The fault was the the total CPU time of all cores/threads used was calculated. To get the average cpu-time given each thread that value needs to be divided by the number of threads. Another way to solve it can be to measure the walltime (i.e. the difference of the actual time of the day before and after the operation). If the walltime is used then the operating system might run another program in between and this is then also included in the walltime.
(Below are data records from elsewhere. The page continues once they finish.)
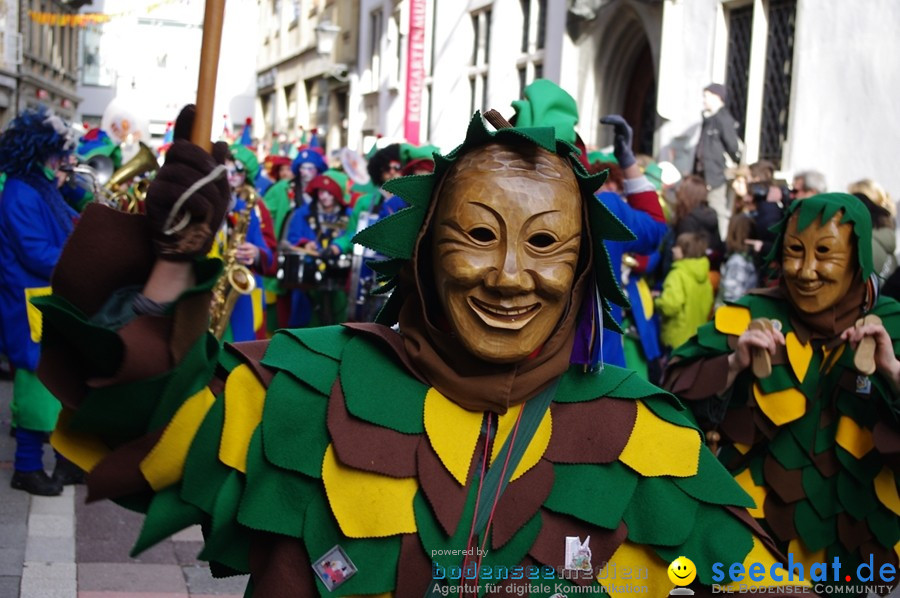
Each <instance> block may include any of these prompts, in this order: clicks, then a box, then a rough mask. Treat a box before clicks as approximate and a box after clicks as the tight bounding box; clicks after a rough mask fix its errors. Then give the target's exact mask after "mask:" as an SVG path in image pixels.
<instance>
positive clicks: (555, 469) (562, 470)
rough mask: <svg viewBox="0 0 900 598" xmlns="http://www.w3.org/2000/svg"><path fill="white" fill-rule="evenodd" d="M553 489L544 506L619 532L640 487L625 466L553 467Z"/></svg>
mask: <svg viewBox="0 0 900 598" xmlns="http://www.w3.org/2000/svg"><path fill="white" fill-rule="evenodd" d="M553 478H554V481H553V490H552V491H551V492H550V496H548V497H547V500H546V501H545V502H544V506H545V507H546V508H548V509H550V510H551V511H556V512H557V513H565V514H566V515H572V516H574V517H577V518H579V519H581V520H583V521H587V522H589V523H592V524H594V525H597V526H600V527H604V528H607V529H616V528H617V527H619V523H620V522H621V521H622V515H623V513H625V509H626V507H628V503H629V502H630V500H631V497H632V495H633V494H634V491H635V488H637V485H638V476H637V475H636V474H635V473H633V472H632V471H631V470H630V469H628V468H627V467H625V466H624V465H623V464H622V463H620V462H618V461H614V462H612V463H607V464H603V465H593V464H592V465H565V464H560V463H555V464H554V465H553Z"/></svg>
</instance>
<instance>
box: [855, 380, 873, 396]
mask: <svg viewBox="0 0 900 598" xmlns="http://www.w3.org/2000/svg"><path fill="white" fill-rule="evenodd" d="M856 394H859V395H870V394H872V381H871V380H869V377H868V376H857V377H856Z"/></svg>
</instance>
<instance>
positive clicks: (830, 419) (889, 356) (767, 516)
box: [664, 193, 900, 596]
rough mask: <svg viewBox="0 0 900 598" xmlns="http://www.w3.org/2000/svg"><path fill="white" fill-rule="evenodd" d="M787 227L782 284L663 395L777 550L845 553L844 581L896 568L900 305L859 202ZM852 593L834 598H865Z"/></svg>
mask: <svg viewBox="0 0 900 598" xmlns="http://www.w3.org/2000/svg"><path fill="white" fill-rule="evenodd" d="M786 216H787V218H785V219H782V220H781V222H780V223H779V227H778V229H779V231H778V234H777V243H776V245H775V247H774V256H777V259H776V260H775V261H776V265H777V266H778V270H779V276H778V281H779V284H778V286H777V287H775V288H767V289H757V290H754V291H753V292H752V293H750V294H748V295H745V296H744V297H743V298H742V299H741V300H740V301H739V302H738V303H737V304H734V305H726V306H724V307H721V308H719V309H718V310H717V311H716V317H715V321H714V322H710V323H709V324H706V325H705V326H704V327H703V328H701V329H700V331H699V332H698V334H697V335H696V336H695V337H694V338H692V339H691V340H690V341H689V342H687V343H685V344H684V345H682V346H681V347H680V348H679V349H678V350H677V351H675V353H674V354H673V358H672V361H671V362H670V366H669V370H668V371H667V372H666V379H665V383H664V387H665V388H667V389H669V390H670V391H672V392H673V393H675V394H676V395H678V396H679V397H680V398H682V399H683V400H685V402H686V404H687V405H689V406H690V407H691V409H692V410H693V411H694V412H695V414H696V415H697V418H698V420H699V421H700V423H701V426H703V427H705V428H706V429H707V430H708V434H707V438H708V439H709V440H710V441H711V442H715V443H716V444H718V448H719V450H718V453H717V456H718V458H719V461H720V462H721V463H722V464H723V465H724V466H725V467H726V469H728V471H729V472H730V473H731V475H732V476H734V478H735V479H736V480H737V481H738V482H739V483H740V484H741V486H742V487H743V488H744V489H745V490H746V491H747V492H748V494H750V495H751V496H752V497H754V499H755V500H756V504H757V508H756V509H755V510H753V511H751V513H752V514H753V516H754V517H755V518H756V519H758V520H760V523H762V524H763V525H765V526H767V528H768V529H771V530H772V531H773V535H774V538H775V540H776V542H777V543H778V546H779V547H780V549H781V550H784V551H786V552H788V553H789V554H793V555H811V554H816V553H818V554H820V555H821V554H827V555H840V563H841V566H842V570H846V571H848V572H850V571H859V570H863V569H862V568H860V567H859V565H860V563H864V564H866V565H865V566H868V563H871V562H873V561H874V562H875V563H879V564H882V563H887V564H890V565H891V567H892V568H893V567H896V564H897V554H896V552H895V547H896V545H897V543H898V541H900V526H898V521H897V512H896V511H897V499H896V497H897V489H896V485H895V482H894V480H895V476H896V475H897V472H898V462H897V454H898V453H897V446H898V445H897V439H898V438H900V435H898V433H900V426H898V419H897V415H898V404H897V400H896V399H897V396H898V394H897V393H898V392H900V361H898V359H897V355H896V353H897V351H898V348H900V305H898V304H897V302H895V301H893V300H891V299H887V298H885V297H884V296H880V297H879V296H878V295H877V294H875V293H872V292H871V287H870V284H869V281H870V278H871V275H872V273H873V270H874V266H873V263H872V253H871V243H872V239H871V230H872V229H871V221H870V217H869V214H868V212H867V211H866V209H865V207H864V206H863V205H862V204H861V203H860V201H859V200H858V199H857V198H855V197H853V196H852V195H848V194H845V193H826V194H820V195H816V196H813V197H809V198H806V199H804V200H802V201H795V202H793V203H791V204H790V205H789V206H788V208H787V213H786ZM866 345H868V347H866ZM766 356H768V357H769V359H766ZM851 530H852V531H851ZM794 558H795V562H797V560H799V559H797V557H796V556H795V557H794ZM834 558H835V559H836V558H837V556H835V557H834ZM844 568H845V569H844ZM846 582H847V583H846V585H845V583H844V576H843V575H841V576H840V578H839V579H835V580H834V582H831V583H833V585H834V589H833V590H829V591H826V592H825V593H824V594H825V595H828V596H840V595H847V594H851V595H854V596H858V595H860V594H859V586H858V585H856V586H855V587H854V585H855V584H858V583H859V582H858V581H856V578H855V577H851V576H850V575H847V576H846ZM866 594H868V592H866Z"/></svg>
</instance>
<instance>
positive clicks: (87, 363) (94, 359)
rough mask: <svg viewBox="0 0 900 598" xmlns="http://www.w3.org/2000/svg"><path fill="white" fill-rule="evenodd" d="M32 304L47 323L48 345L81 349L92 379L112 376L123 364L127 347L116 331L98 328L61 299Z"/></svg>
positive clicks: (40, 298)
mask: <svg viewBox="0 0 900 598" xmlns="http://www.w3.org/2000/svg"><path fill="white" fill-rule="evenodd" d="M31 303H32V304H33V305H34V306H35V307H37V308H38V309H39V310H40V311H41V314H42V319H43V324H42V325H43V339H42V342H43V343H44V344H48V343H52V344H57V345H62V346H64V347H66V348H67V349H69V350H71V348H77V349H78V350H79V351H78V359H79V361H80V363H81V364H82V365H83V367H84V368H85V370H86V372H85V373H87V374H89V375H91V376H101V377H106V376H112V375H113V374H115V372H116V369H117V368H118V367H119V365H120V364H121V363H122V355H123V352H124V346H123V345H122V339H120V338H119V335H117V334H116V333H115V332H114V331H112V330H109V329H107V328H104V327H101V326H95V325H93V324H90V323H89V322H88V321H87V316H86V315H85V314H83V313H81V311H80V310H79V309H78V308H76V307H75V306H74V305H72V304H71V303H70V302H69V301H67V300H66V299H64V298H63V297H61V296H59V295H45V296H43V297H35V298H34V299H32V300H31Z"/></svg>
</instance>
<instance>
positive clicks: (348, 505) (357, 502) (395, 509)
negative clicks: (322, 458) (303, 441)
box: [322, 444, 418, 538]
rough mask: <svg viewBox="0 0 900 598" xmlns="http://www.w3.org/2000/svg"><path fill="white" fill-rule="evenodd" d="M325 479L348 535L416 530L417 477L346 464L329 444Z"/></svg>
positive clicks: (365, 536)
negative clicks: (410, 476)
mask: <svg viewBox="0 0 900 598" xmlns="http://www.w3.org/2000/svg"><path fill="white" fill-rule="evenodd" d="M322 482H324V484H325V493H326V494H327V495H328V502H329V504H331V512H332V513H333V514H334V517H335V519H337V522H338V525H339V526H340V528H341V531H342V532H343V533H344V535H345V536H347V537H348V538H383V537H385V536H394V535H397V534H411V533H414V532H415V531H416V519H415V516H414V514H413V497H414V496H415V495H416V491H417V490H418V484H417V483H416V479H415V478H392V477H389V476H383V475H380V474H377V473H372V472H369V471H362V470H359V469H353V468H351V467H347V466H346V465H343V464H342V463H341V462H340V461H338V459H337V456H336V455H335V454H334V447H333V446H332V445H330V444H329V445H328V448H327V449H326V450H325V458H324V459H323V460H322Z"/></svg>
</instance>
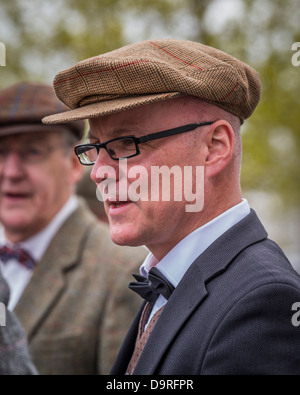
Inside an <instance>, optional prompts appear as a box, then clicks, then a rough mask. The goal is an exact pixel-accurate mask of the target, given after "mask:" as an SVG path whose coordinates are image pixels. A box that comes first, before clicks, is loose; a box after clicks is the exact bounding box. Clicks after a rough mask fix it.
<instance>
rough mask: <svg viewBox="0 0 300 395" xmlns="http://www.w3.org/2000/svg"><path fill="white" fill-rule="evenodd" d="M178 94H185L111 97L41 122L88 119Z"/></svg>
mask: <svg viewBox="0 0 300 395" xmlns="http://www.w3.org/2000/svg"><path fill="white" fill-rule="evenodd" d="M179 96H185V94H183V93H180V92H172V93H161V94H155V95H145V96H131V97H123V98H120V99H112V100H108V101H98V102H97V103H92V104H88V105H85V106H83V107H79V108H76V109H75V110H70V111H66V112H63V113H60V114H55V115H50V116H48V117H45V118H44V119H43V120H42V122H43V123H44V124H47V125H51V124H58V123H67V122H72V121H79V120H83V119H90V118H96V117H103V116H106V115H110V114H114V113H117V112H121V111H125V110H130V109H132V108H135V107H139V106H142V105H145V104H151V103H156V102H159V101H163V100H168V99H173V98H176V97H179Z"/></svg>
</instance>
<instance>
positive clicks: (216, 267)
mask: <svg viewBox="0 0 300 395" xmlns="http://www.w3.org/2000/svg"><path fill="white" fill-rule="evenodd" d="M266 238H267V233H266V231H265V230H264V228H263V226H262V224H261V223H260V221H259V219H258V218H257V216H256V214H255V212H254V211H251V213H250V214H249V215H248V216H247V217H246V218H245V219H244V220H242V221H240V222H239V223H238V224H237V225H235V226H234V227H233V228H231V229H230V230H229V231H227V232H226V233H225V234H223V235H222V236H221V237H220V238H219V239H218V240H217V241H216V242H214V243H213V244H212V245H211V246H210V247H209V248H208V249H207V250H206V251H205V252H204V253H203V254H201V256H199V257H198V258H197V259H196V261H195V262H194V263H193V264H192V265H191V267H190V268H189V269H188V271H187V272H186V274H185V276H184V277H183V279H182V281H181V282H180V283H179V285H178V286H177V288H176V289H175V291H174V292H173V294H172V296H171V298H170V299H169V301H168V303H167V305H166V307H165V309H164V311H163V313H162V315H161V316H160V319H159V320H158V322H157V324H156V326H155V327H154V330H153V332H152V334H151V335H150V337H149V340H148V342H147V344H146V346H145V348H144V350H143V352H142V354H141V357H140V359H139V361H138V363H137V366H136V369H135V371H134V374H135V375H136V374H137V375H138V374H145V375H151V374H155V371H156V369H157V367H158V365H159V363H160V362H161V360H162V359H163V356H164V354H165V353H166V352H167V349H168V348H169V346H170V345H171V343H172V342H173V340H174V338H175V337H176V336H177V334H178V333H179V332H180V330H181V328H182V327H183V326H184V324H185V322H186V321H187V320H188V319H189V318H190V317H191V315H192V314H193V312H194V311H195V310H196V309H197V308H198V307H199V306H200V305H201V303H203V301H204V300H205V298H206V297H207V296H209V295H208V292H207V289H206V284H207V283H208V282H209V281H210V280H211V279H212V278H214V277H216V276H218V275H221V274H222V273H223V272H224V271H225V270H226V269H227V267H228V266H229V265H230V264H231V263H232V261H233V260H234V258H235V257H236V256H237V255H239V254H240V253H241V252H242V251H243V250H244V249H245V248H247V247H248V246H250V245H252V244H255V243H257V242H259V241H262V240H264V239H266Z"/></svg>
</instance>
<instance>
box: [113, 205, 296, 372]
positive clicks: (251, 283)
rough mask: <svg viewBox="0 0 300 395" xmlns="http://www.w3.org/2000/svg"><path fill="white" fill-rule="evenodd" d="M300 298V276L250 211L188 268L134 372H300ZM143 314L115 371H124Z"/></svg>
mask: <svg viewBox="0 0 300 395" xmlns="http://www.w3.org/2000/svg"><path fill="white" fill-rule="evenodd" d="M299 300H300V279H299V276H298V274H297V273H296V272H295V271H294V270H293V268H292V267H291V265H290V263H289V262H288V260H287V259H286V257H285V256H284V254H283V253H282V251H281V250H280V248H279V247H278V246H277V245H276V244H275V243H274V242H272V241H271V240H268V239H267V233H266V231H265V229H264V228H263V226H262V224H261V223H260V221H259V219H258V218H257V216H256V214H255V213H254V212H253V211H252V212H251V214H249V215H248V216H247V217H246V218H244V219H243V220H242V221H240V222H239V223H238V224H237V225H235V226H234V227H233V228H231V229H229V231H227V232H226V233H224V234H223V235H222V236H221V237H220V238H219V239H218V240H216V241H215V242H214V243H213V244H212V245H211V246H210V247H209V248H208V249H207V250H206V251H205V252H204V253H203V254H201V255H200V256H199V257H198V258H197V259H196V261H195V262H194V263H193V264H192V266H191V267H190V268H189V270H188V271H187V273H186V274H185V276H184V277H183V279H182V281H181V282H180V283H179V285H178V286H177V288H176V289H175V291H174V292H173V294H172V295H171V297H170V299H169V301H168V303H167V305H166V307H165V309H164V311H163V313H162V314H161V316H160V318H159V320H158V322H157V323H156V326H155V327H154V329H153V332H152V333H151V335H150V337H149V340H148V342H147V344H146V346H145V348H144V350H143V352H142V354H141V357H140V359H139V360H138V363H137V365H136V368H135V370H134V372H133V374H134V375H139V374H145V375H150V374H155V375H158V374H159V375H163V374H166V375H236V374H241V375H268V374H269V375H274V374H276V375H277V374H278V375H280V374H281V375H289V374H291V375H299V374H300V352H299V351H300V331H299V328H298V327H295V326H293V325H292V315H293V312H292V305H293V304H294V303H295V302H297V301H299ZM141 312H142V309H141V310H140V312H139V313H138V315H137V316H136V319H135V321H134V323H133V324H132V326H131V329H130V331H129V333H128V335H127V337H126V340H125V342H124V344H123V346H122V348H121V351H120V353H119V355H118V358H117V360H116V363H115V364H114V367H113V369H112V372H111V373H112V374H114V375H120V374H125V372H126V370H127V366H128V364H129V361H130V359H131V356H132V353H133V349H134V345H135V340H136V336H137V329H138V323H139V319H140V316H141ZM195 350H197V352H195Z"/></svg>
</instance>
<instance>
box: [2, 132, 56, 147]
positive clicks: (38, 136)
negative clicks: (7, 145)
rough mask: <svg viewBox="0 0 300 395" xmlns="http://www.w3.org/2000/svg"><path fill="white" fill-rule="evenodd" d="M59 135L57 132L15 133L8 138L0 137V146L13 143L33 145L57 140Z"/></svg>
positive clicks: (16, 143)
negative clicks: (31, 144)
mask: <svg viewBox="0 0 300 395" xmlns="http://www.w3.org/2000/svg"><path fill="white" fill-rule="evenodd" d="M57 136H59V133H57V132H43V131H41V132H32V133H30V132H29V133H20V134H18V133H16V134H13V135H9V136H3V137H0V144H8V143H11V142H13V143H15V144H26V143H33V142H46V141H49V140H53V139H57Z"/></svg>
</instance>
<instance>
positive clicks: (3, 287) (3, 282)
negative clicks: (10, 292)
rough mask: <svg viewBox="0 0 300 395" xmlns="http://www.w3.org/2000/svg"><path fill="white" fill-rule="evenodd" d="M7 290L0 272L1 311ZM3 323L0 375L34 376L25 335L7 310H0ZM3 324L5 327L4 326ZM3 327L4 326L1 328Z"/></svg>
mask: <svg viewBox="0 0 300 395" xmlns="http://www.w3.org/2000/svg"><path fill="white" fill-rule="evenodd" d="M8 300H9V288H8V285H7V284H6V282H5V281H4V279H3V277H2V274H1V271H0V303H1V309H2V308H3V305H4V306H7V304H8ZM1 314H4V316H1V318H2V319H3V322H2V321H1V323H0V375H1V376H3V375H34V374H36V370H35V368H34V367H33V365H32V362H31V360H30V357H29V352H28V348H27V342H26V337H25V334H24V332H23V330H22V328H21V326H20V324H19V322H18V320H17V319H16V317H15V315H14V314H13V313H11V312H9V311H8V310H7V309H5V310H1ZM4 324H5V325H4ZM2 325H4V326H2Z"/></svg>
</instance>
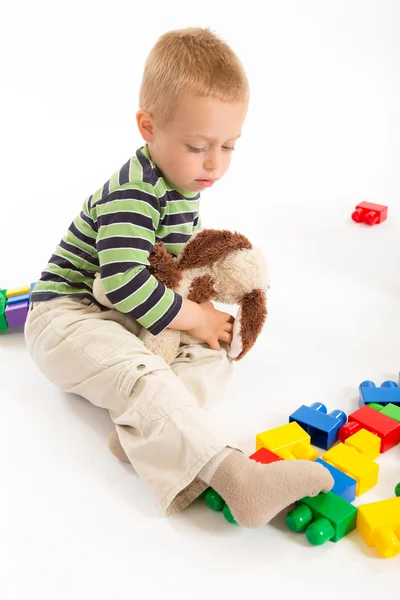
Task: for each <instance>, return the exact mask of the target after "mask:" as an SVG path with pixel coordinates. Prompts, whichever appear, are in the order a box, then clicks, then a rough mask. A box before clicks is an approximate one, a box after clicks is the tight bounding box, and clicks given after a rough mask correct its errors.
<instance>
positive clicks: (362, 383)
mask: <svg viewBox="0 0 400 600" xmlns="http://www.w3.org/2000/svg"><path fill="white" fill-rule="evenodd" d="M359 390H360V395H359V405H360V406H363V405H364V404H372V403H374V404H382V405H383V406H386V404H389V403H391V404H398V405H399V406H400V388H399V386H398V385H397V383H396V382H395V381H384V382H383V383H382V384H381V386H380V387H376V385H375V383H374V382H373V381H363V382H362V383H360V386H359Z"/></svg>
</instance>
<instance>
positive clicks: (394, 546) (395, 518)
mask: <svg viewBox="0 0 400 600" xmlns="http://www.w3.org/2000/svg"><path fill="white" fill-rule="evenodd" d="M356 527H357V529H358V531H359V532H360V533H361V535H362V536H363V538H364V540H365V541H366V542H367V544H368V546H375V548H376V549H377V550H378V552H379V553H380V554H382V556H384V557H385V558H391V557H392V556H396V554H399V552H400V497H399V498H390V499H389V500H381V501H380V502H372V503H371V504H362V505H361V506H359V507H358V514H357V525H356Z"/></svg>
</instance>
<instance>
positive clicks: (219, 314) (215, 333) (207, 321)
mask: <svg viewBox="0 0 400 600" xmlns="http://www.w3.org/2000/svg"><path fill="white" fill-rule="evenodd" d="M198 307H199V312H198V315H199V316H198V319H197V323H196V324H195V325H194V326H193V327H192V328H191V329H188V333H190V335H192V336H193V337H195V338H197V339H198V340H200V341H202V342H206V343H207V344H208V345H209V346H210V348H212V349H213V350H220V348H221V346H220V345H219V342H218V340H221V341H224V342H227V343H228V344H230V343H231V342H232V332H233V323H234V322H235V319H234V317H233V316H232V315H230V314H228V313H225V312H222V311H220V310H217V309H216V308H215V307H214V305H213V304H212V302H202V303H201V304H199V305H198Z"/></svg>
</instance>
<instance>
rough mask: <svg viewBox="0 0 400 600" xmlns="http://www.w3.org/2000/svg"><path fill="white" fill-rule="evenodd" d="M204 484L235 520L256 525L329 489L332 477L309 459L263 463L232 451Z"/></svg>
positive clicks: (333, 480) (246, 456) (236, 521)
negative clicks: (218, 499) (209, 479)
mask: <svg viewBox="0 0 400 600" xmlns="http://www.w3.org/2000/svg"><path fill="white" fill-rule="evenodd" d="M200 477H201V473H200ZM206 483H209V485H210V486H211V487H212V488H213V489H214V490H215V491H216V492H218V494H220V496H222V498H223V499H224V500H225V502H226V504H227V505H228V506H229V508H230V511H231V513H232V515H233V517H234V519H235V521H236V522H237V523H239V524H240V525H243V526H244V527H259V526H261V525H265V524H266V523H268V521H270V520H271V519H272V518H273V517H275V515H277V514H278V513H279V512H281V510H283V509H284V508H286V507H287V506H290V505H291V504H293V503H294V502H296V501H297V500H301V498H304V497H305V496H316V495H317V494H319V493H320V492H329V490H330V489H331V488H332V487H333V485H334V480H333V478H332V475H331V474H330V472H329V471H328V469H326V468H325V467H323V466H322V465H320V464H318V463H314V462H312V461H309V460H282V461H278V462H274V463H271V464H268V465H263V464H260V463H257V462H256V461H254V460H252V459H250V458H248V457H247V456H245V455H244V454H242V453H241V452H240V451H239V450H232V451H231V452H230V453H229V454H228V456H226V457H225V458H224V459H223V460H222V462H221V463H220V465H219V466H218V467H217V469H216V471H215V473H214V475H213V476H212V478H211V480H210V481H209V482H208V481H206Z"/></svg>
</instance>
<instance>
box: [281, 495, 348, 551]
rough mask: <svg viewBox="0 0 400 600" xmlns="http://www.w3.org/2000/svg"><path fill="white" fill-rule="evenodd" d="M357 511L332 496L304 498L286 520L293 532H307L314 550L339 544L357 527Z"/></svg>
mask: <svg viewBox="0 0 400 600" xmlns="http://www.w3.org/2000/svg"><path fill="white" fill-rule="evenodd" d="M356 521H357V507H356V506H353V505H352V504H350V502H347V500H344V499H343V498H341V497H340V496H337V495H336V494H334V493H333V492H328V493H327V494H318V496H315V497H314V498H309V497H306V498H303V499H302V500H300V501H299V502H298V504H297V506H296V508H295V509H293V510H291V511H290V512H289V513H288V514H287V516H286V523H287V526H288V527H289V529H291V530H292V531H296V532H300V531H304V530H305V531H306V537H307V539H308V541H309V542H310V544H313V546H320V545H322V544H324V543H325V542H327V541H328V540H331V541H332V542H338V541H339V540H341V539H342V538H343V537H344V536H345V535H347V534H348V533H350V531H353V529H355V527H356Z"/></svg>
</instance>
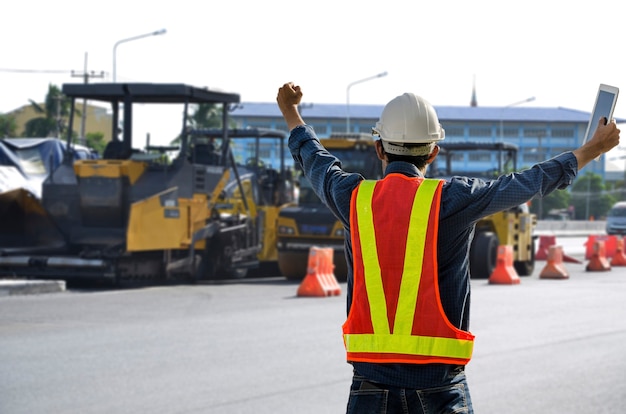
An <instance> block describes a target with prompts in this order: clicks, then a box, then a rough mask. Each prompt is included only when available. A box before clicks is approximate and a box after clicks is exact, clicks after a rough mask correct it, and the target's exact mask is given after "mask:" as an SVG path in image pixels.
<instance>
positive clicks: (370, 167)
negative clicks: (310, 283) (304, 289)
mask: <svg viewBox="0 0 626 414" xmlns="http://www.w3.org/2000/svg"><path fill="white" fill-rule="evenodd" d="M320 141H321V143H322V145H324V147H325V148H326V149H328V151H330V153H332V154H333V155H335V156H336V157H337V158H339V159H340V160H341V163H342V166H343V168H344V169H345V170H346V171H350V172H358V173H360V174H362V175H363V176H364V177H365V178H368V179H377V178H380V177H381V176H382V167H381V164H380V160H378V157H377V156H376V151H375V149H374V140H373V138H372V135H371V134H348V133H335V134H332V135H331V136H330V137H328V138H324V139H321V140H320ZM298 178H299V179H298V182H299V195H298V200H297V203H293V204H292V205H288V206H285V207H284V208H282V209H281V210H280V214H279V216H278V266H279V270H280V273H281V274H282V275H283V276H285V277H286V278H287V279H294V280H298V279H302V278H304V276H306V272H307V263H308V255H309V249H310V248H311V247H312V246H317V247H331V248H332V249H333V250H334V255H333V263H334V265H335V276H336V277H337V279H338V280H346V277H347V271H348V270H347V267H346V258H345V254H344V228H343V225H342V224H341V222H340V221H338V220H337V219H336V218H335V216H334V215H333V214H332V212H331V211H330V210H329V209H328V207H326V206H325V205H324V204H323V203H322V201H321V200H320V199H319V198H318V197H317V195H315V193H314V192H313V189H312V188H311V185H310V184H309V182H308V180H307V179H306V178H305V177H304V176H302V175H300V176H299V177H298Z"/></svg>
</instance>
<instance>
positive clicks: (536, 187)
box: [289, 125, 578, 388]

To illustrate this, along with a comparison for a strict sequential case, I post this code:
#include <stdlib.h>
#include <stdio.h>
#include <sys/time.h> //gettimeofday()
#include <time.h>
#include <omp.h>
#define DATA_TYPE float
const int N = 1e9;
int main ()
{
int i, nthreads, tid;
DATA_TYPE x_seq, x_par, *y, *z;
struct timeval time;
double tstart_cpu, tend_cpu, tstart_wall, tend_wall;
double walltime_seq, walltime_par, cputime_seq, cputime_par;
nthreads = 8;
printf("- - -DOT PROCUCT: OPENMP - - -\n");
printf("Vector size : %d\n", N);
printf("Number of threads used: %d\n", nthreads);
// INITIALIZATION
y = (DATA_TYPE*)malloc(sizeof(DATA_TYPE)*N);
z = (DATA_TYPE*)malloc(sizeof(DATA_TYPE)*N);
for (i=0; i<N; i++) {
y[i] = i * 1.0;
z[i] = i * 2.0;
}
x_seq = 0;
x_par = 0;
// SEQUENTIAL CASE
gettimeofday(&time, NULL);
tstart_cpu = (double)clock()/CLOCKS_PER_SEC;
tstart_wall = (double)time.tv_sec + (double)time.tv_usec * .000001;
for (i=0; i<N; i++) x_seq += y[i] * z[i];
tend_cpu = (double)clock()/CLOCKS_PER_SEC;
gettimeofday(&time, NULL);
tend_wall = (double)time.tv_sec + (double)time.tv_usec * .000001;
cputime_seq = tend_cpu-tstart_cpu;
walltime_seq = tend_wall - tstart_wall;
printf("Sequential CPU time: %f\n", cputime_seq);
printf("Sequential Walltime: %f\n", walltime_seq);
printf("Sequential result : %f\n", x_seq);
// PARALLEL CASE
gettimeofday(&time, NULL);
tstart_cpu = (double)clock()/CLOCKS_PER_SEC;
tstart_wall = (double)time.tv_sec + (double)time.tv_usec * .000001;
omp_set_num_threads(nthreads);
#pragma omp parallel for reduction(+:x_par)
for (i=0; i<N; i++)
{
x_par += y[i] * z[i];
}
tend_cpu = (double)clock()/CLOCKS_PER_SEC;
gettimeofday(&time, NULL);
tend_wall = (double)time.tv_sec + (double)time.tv_usec * .000001;
cputime_par = tend_cpu - tstart_cpu;
walltime_par = tend_wall - tstart_wall;
cputime_par /= nthreads; // take the average cpu time per thread
printf("Parallel CPU time : %f\n", cputime_par);
printf("Parallel Walltime : %f\n", walltime_par);
printf("Parallel result : %f\n", x_par);
// SPEEDUP
printf("Speedup (cputime) : %f\n", cputime_seq/cputime_par);
printf("Speedup (walltime) : %f\n", walltime_seq/walltime_par);
return 0;
}
And a typical run of it outputs:
- - -DOT PROCUCT: OPENMP - - -
Vector size : 1000000000
Number of threads used: 8
Sequential CPU time: 4.871956
Sequential Walltime: 4.878946
Sequential result : 38685626227668133590597632.000000
Parallel CPU time : 0.751475
Parallel Walltime : 0.757933
Parallel result : 133586303067416523805032448.000000
Speedup (cputime) : 6.483191
Speedup (walltime) : 6.437172
As you can see the resulting dot product is not correct, but this answers the initial question.